Tuesday, March 15, 2011

Battle: Los Angeles (2011)

Battle: Los Angeles is a surprisingly competent and impressive production, and not only because it doesn’t suck. Sure, you can highlight its shortcomings – the character clichés, the cheesy empowerment moments, the awkward “maybe I can help, I’m a veterinarian” beats and the occasional logic bumps. But Jonathan Liebesman’s film is also a “retreat hell” action flick with a committed cast and a secret weapon – the ability to, in a well-worn alien invasion sub-genre, feel remotely original.

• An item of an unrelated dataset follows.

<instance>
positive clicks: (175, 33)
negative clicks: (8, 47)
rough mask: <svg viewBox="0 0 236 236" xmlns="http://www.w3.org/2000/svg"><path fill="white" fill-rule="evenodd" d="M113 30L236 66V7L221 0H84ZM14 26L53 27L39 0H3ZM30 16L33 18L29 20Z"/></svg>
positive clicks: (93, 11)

There’s a little bit of War of the Worlds here, a little bit of Aliens and Independence Day there. But ultimately Battle: L.A. is a military film, an unto the breach approach to combat with an alien enemy that could just as well be any enemy at all. These aren’t floating orbs shooting lasers from the sky or brainsucking tentacle monsters. These are ground soldiers, storming the beach.

Battling back is the usual bunch of tough-talking marines you find in today’s war flicks – established characatures, just this side of developed. They’re lead by a square-jarred Aaron Eckhart in heavy-hearted hoorah glory. Eckhart’s SSgt. Nantz is just about out when the invasion pulls him back in and inserts him in a rescue team tasked with pulling civilians out of Venice before the military blows it and most of the invasion force to kingdom come. Dropped headfirst into hostile territory, Nantz and his team must navigate an American neighborhood-turned-war zone while dodging a brutal and unknown enemy.

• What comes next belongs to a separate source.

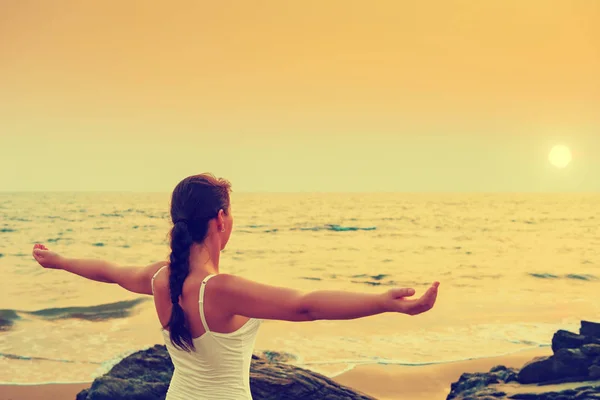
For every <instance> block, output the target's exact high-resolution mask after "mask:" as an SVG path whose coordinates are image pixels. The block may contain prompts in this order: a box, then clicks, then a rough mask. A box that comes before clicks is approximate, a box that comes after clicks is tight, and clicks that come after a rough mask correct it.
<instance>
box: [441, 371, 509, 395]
mask: <svg viewBox="0 0 600 400" xmlns="http://www.w3.org/2000/svg"><path fill="white" fill-rule="evenodd" d="M516 379H517V370H515V369H513V368H506V367H505V366H503V365H500V366H496V367H494V368H492V369H491V370H490V372H487V373H480V372H476V373H469V374H462V375H461V377H460V378H459V380H458V382H454V383H453V384H452V386H451V390H450V394H449V395H448V397H447V400H451V399H454V398H457V399H458V398H463V397H457V396H470V395H473V394H474V393H478V395H485V396H492V397H499V396H505V393H502V394H498V393H500V392H496V391H495V390H491V389H490V390H487V389H486V388H487V386H488V385H491V384H495V383H508V382H514V381H516ZM483 389H486V390H483ZM488 389H489V388H488Z"/></svg>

The unknown turns out to be vaguely and thankfully familiar – roughly humanistic soldiers using heavy artillery and military strategy to corner, divide and conquer. It isn’t completely a fair fight, but it feels close to it. For a flick about aliens from outer space, Battle: L.A. feels pretty grounded.

Of course, the script from Christopher Bertolini (1999’s The General’s Daughter) originally came with lasers, a little boy with a sixth “alien locator” sense and a Predators-like alien vs. Nantz vendetta. Rewrites replaced that with internal-troop conflict and Michelle Rodriguez. Clearly somebody had their thinking cap on that day.

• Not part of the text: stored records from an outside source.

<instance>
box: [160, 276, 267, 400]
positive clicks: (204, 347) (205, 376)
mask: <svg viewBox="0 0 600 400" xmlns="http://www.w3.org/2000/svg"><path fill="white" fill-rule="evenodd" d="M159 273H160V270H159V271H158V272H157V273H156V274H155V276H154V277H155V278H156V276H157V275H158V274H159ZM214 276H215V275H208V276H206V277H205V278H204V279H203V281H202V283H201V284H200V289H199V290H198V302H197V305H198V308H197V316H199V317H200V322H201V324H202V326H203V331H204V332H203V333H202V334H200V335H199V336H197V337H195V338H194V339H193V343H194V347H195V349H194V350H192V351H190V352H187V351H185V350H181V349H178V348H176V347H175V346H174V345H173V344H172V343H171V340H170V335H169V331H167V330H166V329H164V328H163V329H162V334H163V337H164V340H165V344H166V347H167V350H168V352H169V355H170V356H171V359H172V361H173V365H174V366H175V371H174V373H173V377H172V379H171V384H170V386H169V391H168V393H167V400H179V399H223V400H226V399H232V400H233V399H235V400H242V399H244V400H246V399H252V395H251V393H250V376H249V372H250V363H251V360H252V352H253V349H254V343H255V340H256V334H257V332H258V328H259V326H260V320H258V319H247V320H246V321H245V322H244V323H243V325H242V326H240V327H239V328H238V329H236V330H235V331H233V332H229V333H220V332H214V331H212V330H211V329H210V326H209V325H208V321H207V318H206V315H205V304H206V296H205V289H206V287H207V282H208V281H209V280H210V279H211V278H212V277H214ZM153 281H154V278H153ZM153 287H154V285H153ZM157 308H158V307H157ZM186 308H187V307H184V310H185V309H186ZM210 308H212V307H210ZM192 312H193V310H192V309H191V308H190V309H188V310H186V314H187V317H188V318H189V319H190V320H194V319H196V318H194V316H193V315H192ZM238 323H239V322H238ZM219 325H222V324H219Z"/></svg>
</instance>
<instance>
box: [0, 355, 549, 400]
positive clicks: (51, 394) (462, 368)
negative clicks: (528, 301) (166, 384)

And generally, that’s how Battle: Los Angeles feels – thought-through and time-crafted. I’ve heard complaints that it feels like a videogame, as it escalates from one level to the next with increasing stakes and tougher antagonistic obstacles… but I’d argue that’s just a testament to the inherent sense of story within those games. Liebesman doesn’t shoot it like a video game, and the film unravels with a very steady sense of mortality.

In fact, unlike many alien-invasion flicks, Battle: Los Angeles doesn’t feel like a game at all. It feels fatal and honest.

Sort of like the opposite of a Michael Bay flick.


The Bru said...

Great review, now I have to see it.

DubMC said...

It is worth seeing, but not in a "rush out and see it right away" sense. It's good, but far short of great.